Experimental results on hit ratio. (a) Comparison experimental results on hit ratio. (b) Effect of training length of song sequence on hit ratio. (c) Effect of horizon length on hit ratio.

Effect of Horizon Length on Hit Ratio.

We consider the horizon problem similar to the Go algorithm when recommending next-song, that is, we choose the first song of the song sequence with highest total reward as the next-song (Algorithm 1). The experimental results of effect of horizon length on hit ratio are shown in Fig. 2(c).

Experimental Results and Analyses.

The result of Fig. 2(a) shows that hit ratio of PHRR is 7% higher than PRCM, 10% higher than DJ-MC, 11% higher than PHRR-S, 20% higher than PopRec, and the hit ratio of RandRec is as low as 1%. The results of Fig. 2(b) indicates that when the training sequence length n is 15, the hit ratio is higher than when n is 10 or 5. The longer the training sequence length is, the higher the hit ratio of the recommended next-songs is, and the recommendation result will be more accurate. Figure 2(c) shows that, as the horizon length increasing, the hit ratio of the recommended next-songs also tends to be higher.

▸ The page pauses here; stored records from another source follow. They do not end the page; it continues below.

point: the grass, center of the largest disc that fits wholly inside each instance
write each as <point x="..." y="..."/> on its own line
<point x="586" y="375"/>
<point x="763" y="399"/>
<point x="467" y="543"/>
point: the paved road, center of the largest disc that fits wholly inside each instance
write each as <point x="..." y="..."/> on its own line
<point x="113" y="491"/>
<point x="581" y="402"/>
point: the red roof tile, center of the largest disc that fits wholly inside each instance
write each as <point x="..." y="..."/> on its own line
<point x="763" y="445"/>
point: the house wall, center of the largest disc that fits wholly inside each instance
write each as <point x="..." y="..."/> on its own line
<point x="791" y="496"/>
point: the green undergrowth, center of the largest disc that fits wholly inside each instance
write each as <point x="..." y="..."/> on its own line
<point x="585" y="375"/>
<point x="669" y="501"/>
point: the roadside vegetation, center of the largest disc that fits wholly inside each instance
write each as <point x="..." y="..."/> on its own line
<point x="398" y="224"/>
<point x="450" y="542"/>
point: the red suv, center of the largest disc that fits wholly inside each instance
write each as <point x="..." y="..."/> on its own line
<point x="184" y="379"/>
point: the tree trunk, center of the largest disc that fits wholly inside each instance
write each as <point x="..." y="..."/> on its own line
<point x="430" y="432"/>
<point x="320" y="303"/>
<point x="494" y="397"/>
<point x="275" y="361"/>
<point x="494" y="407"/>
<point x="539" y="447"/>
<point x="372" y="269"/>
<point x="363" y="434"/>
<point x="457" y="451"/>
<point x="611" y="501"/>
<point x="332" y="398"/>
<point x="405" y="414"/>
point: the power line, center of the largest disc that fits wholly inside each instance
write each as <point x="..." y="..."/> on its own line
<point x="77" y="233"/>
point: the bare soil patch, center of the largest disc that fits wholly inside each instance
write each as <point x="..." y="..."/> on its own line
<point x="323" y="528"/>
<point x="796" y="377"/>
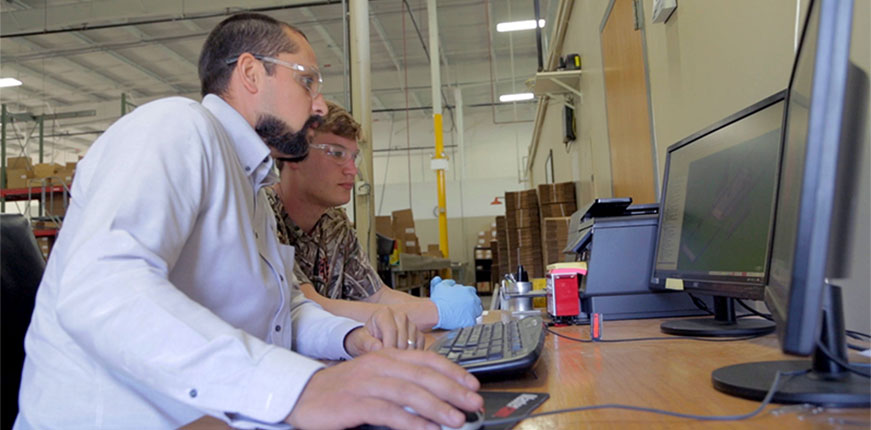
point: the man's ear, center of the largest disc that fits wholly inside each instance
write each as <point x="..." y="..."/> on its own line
<point x="249" y="72"/>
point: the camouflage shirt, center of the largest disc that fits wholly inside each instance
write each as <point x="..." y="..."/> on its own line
<point x="330" y="257"/>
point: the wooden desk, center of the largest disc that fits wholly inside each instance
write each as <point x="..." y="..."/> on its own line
<point x="674" y="375"/>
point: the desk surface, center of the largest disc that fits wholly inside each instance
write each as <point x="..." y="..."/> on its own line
<point x="674" y="375"/>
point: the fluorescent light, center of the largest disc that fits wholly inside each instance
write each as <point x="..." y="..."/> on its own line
<point x="515" y="97"/>
<point x="518" y="25"/>
<point x="9" y="82"/>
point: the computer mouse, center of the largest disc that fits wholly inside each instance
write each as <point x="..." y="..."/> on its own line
<point x="474" y="420"/>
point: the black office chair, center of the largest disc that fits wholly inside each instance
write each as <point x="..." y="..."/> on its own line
<point x="21" y="264"/>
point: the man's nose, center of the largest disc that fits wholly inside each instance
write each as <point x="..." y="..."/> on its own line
<point x="319" y="106"/>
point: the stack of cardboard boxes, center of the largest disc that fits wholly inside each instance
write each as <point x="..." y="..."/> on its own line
<point x="557" y="200"/>
<point x="21" y="173"/>
<point x="524" y="232"/>
<point x="404" y="233"/>
<point x="557" y="205"/>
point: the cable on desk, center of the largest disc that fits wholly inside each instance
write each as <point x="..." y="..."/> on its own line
<point x="858" y="335"/>
<point x="754" y="311"/>
<point x="841" y="362"/>
<point x="765" y="402"/>
<point x="637" y="339"/>
<point x="700" y="304"/>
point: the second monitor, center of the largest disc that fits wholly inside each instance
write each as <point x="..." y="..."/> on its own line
<point x="716" y="216"/>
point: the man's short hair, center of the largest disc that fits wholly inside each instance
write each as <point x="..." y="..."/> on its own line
<point x="337" y="121"/>
<point x="244" y="32"/>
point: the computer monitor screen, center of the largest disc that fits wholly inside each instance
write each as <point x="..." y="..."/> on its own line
<point x="824" y="109"/>
<point x="715" y="217"/>
<point x="717" y="203"/>
<point x="824" y="120"/>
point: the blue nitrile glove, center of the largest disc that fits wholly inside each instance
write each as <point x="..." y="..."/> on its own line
<point x="457" y="304"/>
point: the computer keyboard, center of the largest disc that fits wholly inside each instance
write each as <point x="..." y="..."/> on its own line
<point x="494" y="349"/>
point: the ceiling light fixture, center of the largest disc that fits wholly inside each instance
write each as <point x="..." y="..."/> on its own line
<point x="9" y="82"/>
<point x="505" y="98"/>
<point x="502" y="27"/>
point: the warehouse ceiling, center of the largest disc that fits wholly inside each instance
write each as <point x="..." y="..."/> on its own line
<point x="81" y="60"/>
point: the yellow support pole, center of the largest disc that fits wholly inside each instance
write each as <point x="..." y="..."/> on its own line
<point x="440" y="180"/>
<point x="439" y="162"/>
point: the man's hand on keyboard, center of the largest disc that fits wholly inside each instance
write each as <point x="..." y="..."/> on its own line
<point x="373" y="389"/>
<point x="395" y="329"/>
<point x="458" y="305"/>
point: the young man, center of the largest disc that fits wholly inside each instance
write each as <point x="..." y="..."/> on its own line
<point x="332" y="268"/>
<point x="168" y="296"/>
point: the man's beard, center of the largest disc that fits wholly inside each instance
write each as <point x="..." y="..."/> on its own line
<point x="277" y="134"/>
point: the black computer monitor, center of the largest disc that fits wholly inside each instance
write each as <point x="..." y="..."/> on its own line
<point x="715" y="217"/>
<point x="825" y="119"/>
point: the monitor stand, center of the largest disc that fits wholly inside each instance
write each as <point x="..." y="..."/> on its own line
<point x="723" y="324"/>
<point x="824" y="382"/>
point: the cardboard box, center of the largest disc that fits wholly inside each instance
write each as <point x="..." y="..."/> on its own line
<point x="523" y="218"/>
<point x="55" y="204"/>
<point x="520" y="200"/>
<point x="384" y="225"/>
<point x="434" y="251"/>
<point x="19" y="163"/>
<point x="555" y="238"/>
<point x="554" y="210"/>
<point x="403" y="225"/>
<point x="18" y="178"/>
<point x="563" y="192"/>
<point x="46" y="170"/>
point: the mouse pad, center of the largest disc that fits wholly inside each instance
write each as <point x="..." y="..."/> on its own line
<point x="506" y="404"/>
<point x="497" y="405"/>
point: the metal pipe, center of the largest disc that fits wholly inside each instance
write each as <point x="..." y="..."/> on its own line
<point x="41" y="140"/>
<point x="225" y="12"/>
<point x="3" y="155"/>
<point x="410" y="148"/>
<point x="538" y="35"/>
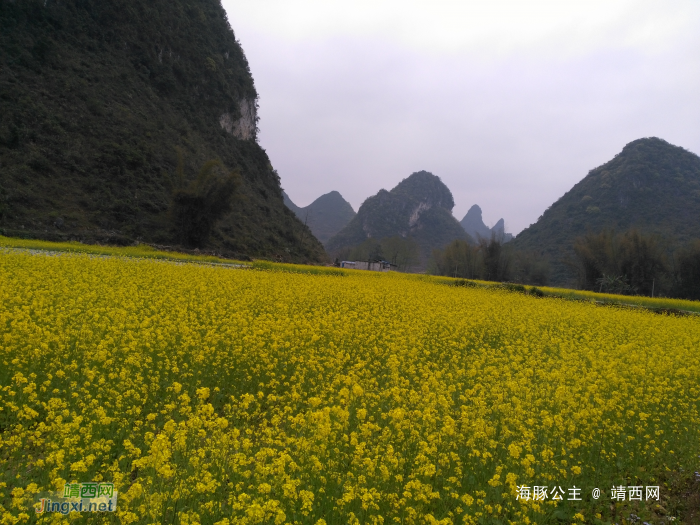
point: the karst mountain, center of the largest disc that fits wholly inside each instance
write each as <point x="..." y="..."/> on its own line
<point x="325" y="216"/>
<point x="135" y="120"/>
<point x="419" y="207"/>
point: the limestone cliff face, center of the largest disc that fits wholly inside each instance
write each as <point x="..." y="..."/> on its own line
<point x="245" y="126"/>
<point x="419" y="207"/>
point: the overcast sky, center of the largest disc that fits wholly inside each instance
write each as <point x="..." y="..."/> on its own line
<point x="509" y="102"/>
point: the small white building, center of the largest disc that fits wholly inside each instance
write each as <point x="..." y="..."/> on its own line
<point x="375" y="266"/>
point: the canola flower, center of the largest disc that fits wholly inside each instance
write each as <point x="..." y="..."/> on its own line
<point x="226" y="396"/>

4.4 Experimental Results on F1-Score

In this section, we use F1-score as an evaluation indicator to measure the effect of above algorithms on song sequence recommendation.

Performance Comparison on F1-Score.

The results of F1-score of above recommendation algorithms are shown in Table 4. F1@k represents the F1-score of the recommended song sequence whose length is k, and the best results are boldfaced.

Table 4. Performance comparison on F1-score
Fig. 3.
figure 3

Experimental results on F1-score. (a) Comparison experimental results on F1-score. (b) Effect of training length of song sequence on F1-score. (c) Effect of horizon length on F1-score.

Effect of Training Length of Song Sequence on F1-Score.

Compared with other reinforcement learning based algorithms, the proposed PHRR promotes the precision by enhancing the simulation of interaction process. The experimental results of the effect of song sequence training length on F1-score are shown in Fig. 3(b).

Effect of Horizon Length on F1-Score.

In the next-song recommendation stage (Algorithm 1), we only recommend the first song of the song sequence with highest total reward, instead of recommending this entire song sequence. Because as noise accumulating during the self-updating process, the variation of the model would be larger. The experimental results of the effect of horizon on F1-score are shown in Fig. 3(c).

Experimental Results and Analyses.

As shown in Fig. 3(a), F1-score of PHRR is 4% higher than DJ-MC, 6% higher than PHRR-S, 11% higher than PRCM and 20% higher than PopRec on average. PHRR enhances simulating listener’s interaction in the reinforcement learning process, while other algorithms don’t consider it. Figure 3(b) presents that, when the song sequence training length n is 15, F1-score is higher than when n is 10 or 5. The longer training length can bring more chances to enhance the simulation of interaction. Figure 3(c) indicates that as the horizon length increasing, F1-score shows a slight higher. The horizon length shouldn’t be too long, because too long horizon length is not significantly useful for improving the effect but increases the complexity.

5 Conclusion

In this paper, we propose a hybrid recommendation algorithm for music based on reinforcement learning (PHRR) to recommend higher quality song sequences. WMF and CNN are trained to learn song feature vectors from the songs’ audio signals. Besides, we present a model-based reinforcement learning framework to simulate the decision-making behavior of listeners, and model the reinforcement learning problem as a Markov decision process based on listeners’ preferences both for songs and song transitions. To capture the minor changes of listeners’ preferences sensitively, we innovatively enhance the simulation of interaction process to update the model more data-efficiently. Experiments conducted on real-world datasets demonstrate that PHRR has a better effect of music recommendation than other comparison algorithms.

In the future, we will incorporate more human behavioral characteristics into the model. We also want to analyze the role of these characteristics for recommendation.